From poverty and through adversity, our hero dusted off his black hat, groomed a scraggly beard, stood erect, and spoke words that stitched us back together. He forced his vision upon us and never ceased to champion not who we were, but who we would become.
Years after Lincoln, when racism stunted us and threatened to defeat us, our hero walked from behind the curtain of anonymity and four times, ascended the gold medal platform in the darkest of dark places—Nazi Germany.
“Find the good. It’s all around you. Find it, showcase it and you’ll start believing in it.” ~ Jesse Owens
Jesse Owens, an Olympic gold medalist, son of a sharecropper and grandson of a slave, was made to order: talented, determined, and strong enough to show us the way through a hurricane of hate and ignorance.
From our birth, we have come to expect a hero to rise and do what needs doing.
Now, our nation is fractured.
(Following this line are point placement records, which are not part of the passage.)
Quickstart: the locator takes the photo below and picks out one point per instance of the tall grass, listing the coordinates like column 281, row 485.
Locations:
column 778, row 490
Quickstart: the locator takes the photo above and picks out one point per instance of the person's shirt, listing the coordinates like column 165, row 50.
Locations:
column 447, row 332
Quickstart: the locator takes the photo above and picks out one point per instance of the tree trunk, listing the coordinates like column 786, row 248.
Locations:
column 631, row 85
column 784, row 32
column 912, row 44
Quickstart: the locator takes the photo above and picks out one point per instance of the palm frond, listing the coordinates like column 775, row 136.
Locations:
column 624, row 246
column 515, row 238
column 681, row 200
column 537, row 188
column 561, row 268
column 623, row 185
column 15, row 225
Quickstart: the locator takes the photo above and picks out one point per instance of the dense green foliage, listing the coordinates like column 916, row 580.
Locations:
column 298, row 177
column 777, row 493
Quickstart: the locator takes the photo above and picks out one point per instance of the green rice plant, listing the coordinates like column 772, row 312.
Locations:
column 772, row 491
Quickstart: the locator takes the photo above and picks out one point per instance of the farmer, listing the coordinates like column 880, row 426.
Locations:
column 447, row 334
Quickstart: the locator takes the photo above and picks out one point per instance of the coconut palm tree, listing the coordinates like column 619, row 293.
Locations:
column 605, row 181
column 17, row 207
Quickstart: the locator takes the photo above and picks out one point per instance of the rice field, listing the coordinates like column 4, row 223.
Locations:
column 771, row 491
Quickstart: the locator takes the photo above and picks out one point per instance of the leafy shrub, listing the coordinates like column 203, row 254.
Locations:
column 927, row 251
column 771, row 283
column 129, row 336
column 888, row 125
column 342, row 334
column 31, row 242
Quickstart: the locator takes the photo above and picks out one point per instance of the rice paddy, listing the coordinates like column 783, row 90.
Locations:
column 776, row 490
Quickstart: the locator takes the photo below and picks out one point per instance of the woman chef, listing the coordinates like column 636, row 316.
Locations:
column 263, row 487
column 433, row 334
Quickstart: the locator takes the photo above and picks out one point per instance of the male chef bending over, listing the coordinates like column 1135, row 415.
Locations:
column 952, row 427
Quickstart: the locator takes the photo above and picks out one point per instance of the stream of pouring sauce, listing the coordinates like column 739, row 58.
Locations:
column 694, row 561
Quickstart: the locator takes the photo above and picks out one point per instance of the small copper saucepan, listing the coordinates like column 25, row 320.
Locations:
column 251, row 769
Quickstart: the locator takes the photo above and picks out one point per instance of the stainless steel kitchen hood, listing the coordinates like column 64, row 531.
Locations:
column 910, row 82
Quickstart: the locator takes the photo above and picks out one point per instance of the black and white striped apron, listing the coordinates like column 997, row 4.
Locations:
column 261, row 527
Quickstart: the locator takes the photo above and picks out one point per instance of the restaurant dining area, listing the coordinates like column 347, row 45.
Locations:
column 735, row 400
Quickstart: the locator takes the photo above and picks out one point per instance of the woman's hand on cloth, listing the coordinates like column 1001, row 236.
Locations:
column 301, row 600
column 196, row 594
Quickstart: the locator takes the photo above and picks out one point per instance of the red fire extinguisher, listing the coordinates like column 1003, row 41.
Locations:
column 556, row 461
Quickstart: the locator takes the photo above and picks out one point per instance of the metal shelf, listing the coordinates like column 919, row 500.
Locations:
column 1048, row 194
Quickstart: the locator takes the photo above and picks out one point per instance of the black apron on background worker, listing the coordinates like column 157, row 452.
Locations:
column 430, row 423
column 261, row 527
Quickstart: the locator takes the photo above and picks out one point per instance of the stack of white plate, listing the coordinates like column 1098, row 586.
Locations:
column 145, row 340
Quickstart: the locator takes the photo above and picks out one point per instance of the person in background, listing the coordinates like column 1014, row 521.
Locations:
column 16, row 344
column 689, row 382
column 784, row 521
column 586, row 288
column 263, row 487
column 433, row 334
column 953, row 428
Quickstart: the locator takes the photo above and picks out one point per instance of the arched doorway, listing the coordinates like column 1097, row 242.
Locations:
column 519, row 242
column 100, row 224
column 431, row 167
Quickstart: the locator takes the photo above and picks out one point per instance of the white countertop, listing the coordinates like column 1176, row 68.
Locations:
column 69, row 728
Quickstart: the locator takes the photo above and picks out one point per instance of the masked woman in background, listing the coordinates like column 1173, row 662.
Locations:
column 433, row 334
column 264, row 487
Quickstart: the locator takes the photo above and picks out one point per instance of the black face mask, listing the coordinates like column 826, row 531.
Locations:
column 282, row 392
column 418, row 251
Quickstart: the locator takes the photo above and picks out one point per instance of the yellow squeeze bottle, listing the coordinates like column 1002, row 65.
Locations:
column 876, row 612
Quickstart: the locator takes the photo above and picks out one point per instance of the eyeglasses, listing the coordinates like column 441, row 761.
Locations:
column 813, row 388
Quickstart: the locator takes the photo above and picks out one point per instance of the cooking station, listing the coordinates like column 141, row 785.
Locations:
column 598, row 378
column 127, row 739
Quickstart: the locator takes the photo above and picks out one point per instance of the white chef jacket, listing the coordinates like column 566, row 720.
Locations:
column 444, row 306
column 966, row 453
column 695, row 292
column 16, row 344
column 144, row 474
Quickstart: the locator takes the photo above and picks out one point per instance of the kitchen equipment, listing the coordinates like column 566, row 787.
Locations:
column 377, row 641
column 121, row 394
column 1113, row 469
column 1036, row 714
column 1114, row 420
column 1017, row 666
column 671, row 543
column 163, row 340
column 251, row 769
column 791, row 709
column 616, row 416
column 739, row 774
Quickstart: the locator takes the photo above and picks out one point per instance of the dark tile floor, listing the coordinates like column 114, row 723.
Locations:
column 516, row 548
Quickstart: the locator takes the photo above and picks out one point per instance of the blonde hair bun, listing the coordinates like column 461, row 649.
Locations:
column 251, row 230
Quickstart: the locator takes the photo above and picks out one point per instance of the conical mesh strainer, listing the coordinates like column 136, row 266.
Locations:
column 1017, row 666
Bleeding. Hemorrhaging hope.
Our eyes scan the horizon, our steadfast gaze fixed upon the golden glow, that place from which our heroes have always emerged.
And we wait.
It’s what we are accustomed to here, in the land of the free.
Here in the murk between election and inauguration, our darkness feels dark. As if its equal has never blotted our spacious skies, blighted our amber waves of grain, or muted our fruited plains.
Where is our hero? Show yourself. Please.
Heroes like Washington and Lincoln and Owens are not conjured. They are forged. They are not what we need when we find them, but they discover greatness in their struggle to guide us. That is why they win us. It is why we love them, why we follow.
In this moment of national distress, we hope.
So, who will it be? Who can it be?
He fits what we are accustomed to here, in the home of the brave. The one who is raw and savage and untested, but strong.
Now, as the bugle echoes, we, the people, look to you, Mr. Trump.
We, the people, wait for your inauguration. We, the people, will listen. We, the people, ache to hear humility in the fashion of Washington. We, the people, strain to hear words that bind us, mend us, unite us in the fashion of Lincoln. We, the people, want to believe in our goodness again, our greatness as a good people. Tell us, bolster us, remind us in the fashion of Owens.
It is what our heroes have done.
It is what we are accustomed to, here, in the United States of America.